Life in the raw is often too painful, too dangerous to face without some pretensions, ego games and hidden secrets. In fact, we learn early in childhood that some very nasty things happen to everyone -- that life is fatal in the end and no one gets out alive. Just last week as I write this, a darling little second grade girl in our community slipped while running after a school bus and was crushed in front of many of her schoolmates. It was devastating to them and I wept as I thought of the precious little life cut short in the terrible accident. Amy my own red-headed, left-handed granddaughter with a mind of her own, recently revealed her anxiety about death to her grandmother. And while I probably would have overwhelmed Amy with my research, Roberta in essence told her that is why we trust God. She recommended Amy keep her head cool, her feet warm, her diet modest and to always trust in the Lord. My, oh my -I do have a bevy of strong women in my life. One wife, one daughter, one daughter in law, several granddaughters and great granddaughters who keep me honest and humble.
To pretend that life is a rose-garden is nothing but self-deception and denial.

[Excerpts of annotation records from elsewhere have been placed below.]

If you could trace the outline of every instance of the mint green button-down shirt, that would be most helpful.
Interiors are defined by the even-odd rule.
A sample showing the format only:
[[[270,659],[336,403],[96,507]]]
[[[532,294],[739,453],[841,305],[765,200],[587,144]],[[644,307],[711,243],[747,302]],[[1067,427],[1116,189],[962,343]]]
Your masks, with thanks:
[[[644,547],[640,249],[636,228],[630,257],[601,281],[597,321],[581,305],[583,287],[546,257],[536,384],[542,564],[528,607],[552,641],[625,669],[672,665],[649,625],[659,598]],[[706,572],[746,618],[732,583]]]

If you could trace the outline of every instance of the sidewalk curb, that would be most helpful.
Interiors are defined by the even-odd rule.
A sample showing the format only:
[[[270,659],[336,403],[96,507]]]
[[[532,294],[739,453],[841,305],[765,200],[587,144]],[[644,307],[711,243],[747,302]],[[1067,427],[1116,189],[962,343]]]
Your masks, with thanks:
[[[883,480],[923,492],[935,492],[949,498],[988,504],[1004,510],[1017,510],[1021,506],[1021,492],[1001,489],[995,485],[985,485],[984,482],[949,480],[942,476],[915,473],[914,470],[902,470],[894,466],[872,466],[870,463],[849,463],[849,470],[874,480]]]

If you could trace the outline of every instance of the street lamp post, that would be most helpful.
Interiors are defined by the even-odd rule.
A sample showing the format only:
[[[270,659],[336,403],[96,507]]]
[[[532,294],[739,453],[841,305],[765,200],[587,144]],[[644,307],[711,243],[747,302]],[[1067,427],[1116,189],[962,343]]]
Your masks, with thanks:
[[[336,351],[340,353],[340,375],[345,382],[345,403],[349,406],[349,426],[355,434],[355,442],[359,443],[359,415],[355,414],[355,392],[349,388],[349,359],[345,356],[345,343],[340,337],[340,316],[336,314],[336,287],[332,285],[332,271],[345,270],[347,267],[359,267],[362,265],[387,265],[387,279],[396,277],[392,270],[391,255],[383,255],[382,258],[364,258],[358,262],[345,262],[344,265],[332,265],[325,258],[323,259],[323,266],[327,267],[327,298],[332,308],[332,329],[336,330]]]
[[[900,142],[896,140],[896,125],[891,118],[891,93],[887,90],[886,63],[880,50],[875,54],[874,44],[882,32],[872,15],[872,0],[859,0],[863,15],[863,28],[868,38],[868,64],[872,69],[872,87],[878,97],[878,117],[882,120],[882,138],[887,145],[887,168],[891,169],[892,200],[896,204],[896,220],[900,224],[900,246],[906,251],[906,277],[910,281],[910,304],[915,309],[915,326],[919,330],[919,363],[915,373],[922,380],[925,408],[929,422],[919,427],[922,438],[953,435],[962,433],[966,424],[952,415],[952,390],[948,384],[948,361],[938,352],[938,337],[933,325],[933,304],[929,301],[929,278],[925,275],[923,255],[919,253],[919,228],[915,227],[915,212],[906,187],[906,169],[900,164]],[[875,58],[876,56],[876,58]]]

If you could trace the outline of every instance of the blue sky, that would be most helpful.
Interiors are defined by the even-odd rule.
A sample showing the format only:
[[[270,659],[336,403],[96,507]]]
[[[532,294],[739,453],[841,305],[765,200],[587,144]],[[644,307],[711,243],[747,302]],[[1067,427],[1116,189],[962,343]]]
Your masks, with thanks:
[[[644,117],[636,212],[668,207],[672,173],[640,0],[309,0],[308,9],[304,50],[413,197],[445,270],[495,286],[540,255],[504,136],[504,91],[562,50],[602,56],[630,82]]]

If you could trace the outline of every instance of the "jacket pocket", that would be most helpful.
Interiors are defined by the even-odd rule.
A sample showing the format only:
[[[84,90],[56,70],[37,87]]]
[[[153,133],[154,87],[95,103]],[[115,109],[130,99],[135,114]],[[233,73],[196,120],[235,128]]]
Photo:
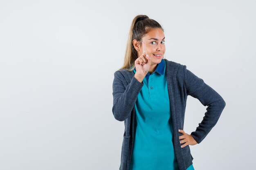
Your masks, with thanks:
[[[130,135],[129,134],[126,134],[126,132],[124,132],[124,138],[129,138],[130,137]]]

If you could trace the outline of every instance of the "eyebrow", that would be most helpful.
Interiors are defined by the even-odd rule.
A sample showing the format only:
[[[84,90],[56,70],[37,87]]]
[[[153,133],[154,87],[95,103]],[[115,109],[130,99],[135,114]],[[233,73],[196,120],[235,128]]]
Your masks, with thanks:
[[[163,40],[164,38],[165,38],[165,37],[164,37],[164,38],[163,38],[163,40]],[[156,41],[158,41],[158,39],[157,39],[157,38],[151,38],[150,39],[148,39],[148,40],[151,40],[151,39],[155,40],[156,40]]]

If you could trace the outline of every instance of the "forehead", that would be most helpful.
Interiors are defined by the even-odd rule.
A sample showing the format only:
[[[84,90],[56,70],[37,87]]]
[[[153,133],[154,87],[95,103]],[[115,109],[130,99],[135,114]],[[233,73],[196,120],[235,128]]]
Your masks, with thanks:
[[[153,28],[149,30],[148,32],[145,35],[144,39],[147,40],[151,38],[162,40],[164,37],[164,33],[161,29]]]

Therefore we must learn how to cope with the reality of existence that is often very hard to bear without fleeing from reality by becoming neurotic. Unfortunately, reality is so terrible a burden to lay on children, while we are learning who we are, where we belong and what life is all about, we all use self-deceptive repression and denial. The key is to keep them from dominating our choices. We must learn how to cope successfully with life’s tragic elements and then work at it regularly.
It has become obvious that the greatest human problems of our era no longer come from the forces of nature but from within ourselves. Wars, hunger for half the world’s people and even global warming are human created conditions that are worse than tsunamis, tornadoes and hurricanes. As the great philosopher Pogo Possum (a k a Walt Kelly) said, We have met the enemy and he is us. We are finite beings who simply cannot find redemption and liberation through our own wisdom and courage. With our psychological unconscious scheming selfishly to dominate others, or conversely, yearning for some great, god-like figure to assume responsibility for our lives, we lack the spiritual resources to pull it off in our own strength. Fortunately, we can find selftranscending liberation, as reported in the Atheist’s Enigma and a Contrite Spirit, while we are connected consciously with God. As Pope John Paul II said shortly before he died;
We cannot be good without God.To which I add;
We cannot even feel satisfied with ourselves and our achievements without a relationship with God that lifts us beyond our own egoistic, homosapien selfishness, rage and consistent self-deception.